Het hof gaat niet in op de vraag of de verlofaanvraag van de werknemer al dan niet geweigerd had mogen worden. Evenmin beoordeelt het hof het verweer van de werknemer dat er op 20 augustus geen re-integratieactiviteiten waren gepland. Volgens het hof gaat het om het volgende: de werknemer was niet thuis op de dag dat zijn verlof ophield. Vervolgens heeft de werknemer, toen zijn werkgever vroeg om opheldering, onjuiste informatie verstrekt. Hij heeft namelijk een gefabriceerd vliegticket toegestuurd, om aan te tonen dat zijn vlucht naar Nederland vóór 20 augustus zou zijn. Vervolgens heeft de werknemer, nadat de werkgever hem op deze onjuistheden wees, niet meer gereageerd.

De werknemer voert aan dat niet hij maar zijn neef het vliegticket heeft vervalst. Volgens het hof leidt dit verweer er echter niet toe dat de werknemer geen verwijt kan worden gemaakt van het opsturen van een foto van een gefabriceerd e-ticket. Ook is het hof van oordeel dat, indien de werknemer inderdaad ziek was geworden, hij dit uit zichzelf vóór 20 augustus aan zijn werkgever had moeten berichten.

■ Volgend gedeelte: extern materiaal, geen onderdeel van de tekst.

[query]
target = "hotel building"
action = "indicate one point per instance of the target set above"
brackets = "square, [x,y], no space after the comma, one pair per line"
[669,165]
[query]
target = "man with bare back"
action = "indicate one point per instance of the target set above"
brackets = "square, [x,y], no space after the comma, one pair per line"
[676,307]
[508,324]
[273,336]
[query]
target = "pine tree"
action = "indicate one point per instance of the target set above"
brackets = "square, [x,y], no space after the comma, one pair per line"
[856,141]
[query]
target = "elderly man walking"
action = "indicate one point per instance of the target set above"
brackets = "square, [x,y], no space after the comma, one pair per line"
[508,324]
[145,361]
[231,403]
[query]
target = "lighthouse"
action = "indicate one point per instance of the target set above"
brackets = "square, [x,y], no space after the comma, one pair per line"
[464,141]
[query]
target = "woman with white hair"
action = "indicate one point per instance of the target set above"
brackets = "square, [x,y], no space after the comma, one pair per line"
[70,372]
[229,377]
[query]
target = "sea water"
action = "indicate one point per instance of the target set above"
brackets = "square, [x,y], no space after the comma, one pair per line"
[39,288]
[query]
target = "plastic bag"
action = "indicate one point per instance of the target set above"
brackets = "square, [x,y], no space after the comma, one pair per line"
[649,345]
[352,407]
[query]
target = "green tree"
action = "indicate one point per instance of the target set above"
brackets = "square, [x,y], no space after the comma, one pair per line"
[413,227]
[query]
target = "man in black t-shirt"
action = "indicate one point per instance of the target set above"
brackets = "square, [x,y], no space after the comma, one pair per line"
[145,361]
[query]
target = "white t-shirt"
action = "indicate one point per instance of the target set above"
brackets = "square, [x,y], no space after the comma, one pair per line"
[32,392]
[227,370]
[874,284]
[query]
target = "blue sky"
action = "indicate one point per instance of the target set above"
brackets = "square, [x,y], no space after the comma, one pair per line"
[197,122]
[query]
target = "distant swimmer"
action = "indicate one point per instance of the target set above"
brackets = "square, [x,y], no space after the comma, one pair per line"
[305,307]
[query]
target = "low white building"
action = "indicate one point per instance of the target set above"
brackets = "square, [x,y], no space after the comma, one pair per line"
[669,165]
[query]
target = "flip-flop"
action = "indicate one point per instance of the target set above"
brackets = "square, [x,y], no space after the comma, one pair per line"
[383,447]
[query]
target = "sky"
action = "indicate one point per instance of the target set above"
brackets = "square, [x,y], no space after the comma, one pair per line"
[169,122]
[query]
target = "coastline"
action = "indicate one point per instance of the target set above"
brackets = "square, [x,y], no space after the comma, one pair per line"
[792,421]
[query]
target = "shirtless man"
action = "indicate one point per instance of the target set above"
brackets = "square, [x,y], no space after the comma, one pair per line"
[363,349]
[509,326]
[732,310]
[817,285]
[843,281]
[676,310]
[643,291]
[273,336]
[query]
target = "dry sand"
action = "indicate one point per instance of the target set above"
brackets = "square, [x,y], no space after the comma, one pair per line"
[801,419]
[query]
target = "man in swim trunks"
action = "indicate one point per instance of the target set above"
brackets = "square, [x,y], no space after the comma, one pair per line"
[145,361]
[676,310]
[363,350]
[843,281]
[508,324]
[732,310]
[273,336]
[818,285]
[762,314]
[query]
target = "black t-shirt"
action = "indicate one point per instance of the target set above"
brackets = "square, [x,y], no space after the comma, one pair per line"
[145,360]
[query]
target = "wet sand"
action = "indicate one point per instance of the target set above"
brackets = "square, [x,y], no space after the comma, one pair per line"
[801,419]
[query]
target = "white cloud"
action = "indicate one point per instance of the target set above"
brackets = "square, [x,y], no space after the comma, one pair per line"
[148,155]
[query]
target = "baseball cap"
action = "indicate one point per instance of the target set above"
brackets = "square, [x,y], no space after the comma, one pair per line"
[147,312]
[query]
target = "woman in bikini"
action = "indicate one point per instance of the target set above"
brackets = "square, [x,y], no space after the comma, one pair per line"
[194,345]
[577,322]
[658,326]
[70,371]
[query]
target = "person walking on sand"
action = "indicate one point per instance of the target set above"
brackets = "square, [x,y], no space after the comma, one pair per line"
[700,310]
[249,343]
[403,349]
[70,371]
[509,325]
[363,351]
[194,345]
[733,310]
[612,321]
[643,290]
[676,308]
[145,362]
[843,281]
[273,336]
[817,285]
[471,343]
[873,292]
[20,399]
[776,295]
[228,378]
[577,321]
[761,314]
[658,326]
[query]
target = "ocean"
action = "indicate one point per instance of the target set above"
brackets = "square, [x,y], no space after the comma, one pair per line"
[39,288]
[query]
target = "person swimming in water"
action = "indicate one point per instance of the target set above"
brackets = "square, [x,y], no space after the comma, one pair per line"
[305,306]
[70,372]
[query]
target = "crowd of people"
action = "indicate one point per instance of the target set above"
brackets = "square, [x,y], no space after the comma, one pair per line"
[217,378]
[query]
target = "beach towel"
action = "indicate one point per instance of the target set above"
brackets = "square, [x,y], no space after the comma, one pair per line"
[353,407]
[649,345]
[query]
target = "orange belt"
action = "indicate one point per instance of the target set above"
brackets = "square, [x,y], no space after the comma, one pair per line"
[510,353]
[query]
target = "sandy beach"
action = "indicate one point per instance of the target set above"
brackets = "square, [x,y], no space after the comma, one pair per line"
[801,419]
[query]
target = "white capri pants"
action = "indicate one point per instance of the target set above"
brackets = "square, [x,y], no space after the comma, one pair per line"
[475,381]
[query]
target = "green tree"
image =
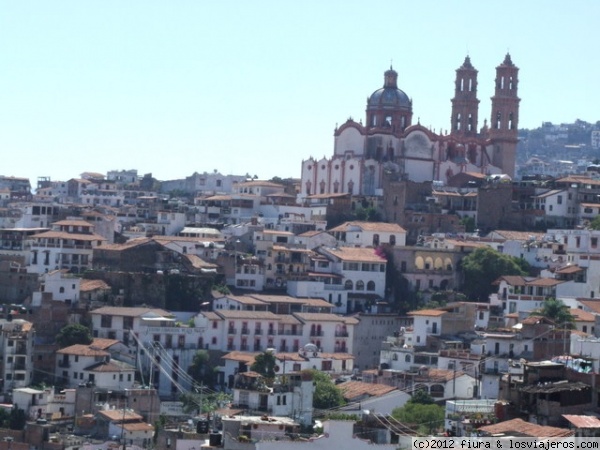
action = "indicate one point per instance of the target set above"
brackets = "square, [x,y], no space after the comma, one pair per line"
[557,312]
[326,395]
[426,418]
[264,363]
[73,334]
[485,265]
[201,370]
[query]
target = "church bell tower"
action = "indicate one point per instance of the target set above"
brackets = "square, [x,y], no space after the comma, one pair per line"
[465,103]
[504,121]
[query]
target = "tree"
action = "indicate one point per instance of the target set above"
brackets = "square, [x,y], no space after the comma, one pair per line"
[264,363]
[73,334]
[557,312]
[427,418]
[485,265]
[326,395]
[201,370]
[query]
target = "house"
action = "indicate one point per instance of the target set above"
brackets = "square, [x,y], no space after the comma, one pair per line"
[369,234]
[92,364]
[16,344]
[128,426]
[45,403]
[290,395]
[379,398]
[169,346]
[68,245]
[519,427]
[584,425]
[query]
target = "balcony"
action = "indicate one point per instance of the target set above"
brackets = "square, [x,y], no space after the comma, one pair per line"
[289,333]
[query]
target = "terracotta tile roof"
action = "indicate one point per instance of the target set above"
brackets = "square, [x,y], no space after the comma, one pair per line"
[569,269]
[103,344]
[120,415]
[337,356]
[244,299]
[427,312]
[325,317]
[92,285]
[593,305]
[581,315]
[278,233]
[583,421]
[518,235]
[381,227]
[111,366]
[434,374]
[244,357]
[355,389]
[127,245]
[82,350]
[64,235]
[138,426]
[199,263]
[357,254]
[125,311]
[519,426]
[260,315]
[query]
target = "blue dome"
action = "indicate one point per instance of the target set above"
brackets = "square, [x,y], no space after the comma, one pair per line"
[389,96]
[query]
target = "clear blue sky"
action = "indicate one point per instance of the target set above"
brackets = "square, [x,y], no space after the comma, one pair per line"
[175,86]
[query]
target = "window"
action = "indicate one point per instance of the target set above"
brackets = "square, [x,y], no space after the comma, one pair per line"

Het hof concludeert dat, op grond van al hetgeen hiervoor overwogen, het ontslag op staande voet terecht was. Hieruit volgt dat de door de werknemer verzochte verklaring voor recht – inhoudende dat er geen sprake zou zijn geweest van een rechtsgeldig ontslag op staande voet – niet toewijsbaar is. Dit betekent ook dat er geen grond is voor toewijzing van het verzoek tot herstel van de arbeidsovereenkomst of tot betaling van een billijke vergoeding. De laatste grief, betreffende de proceskostenveroordeling van de werknemer, wordt door het hof afgewezen. De werknemer wordt opnieuw veroordeeld in de proceskosten.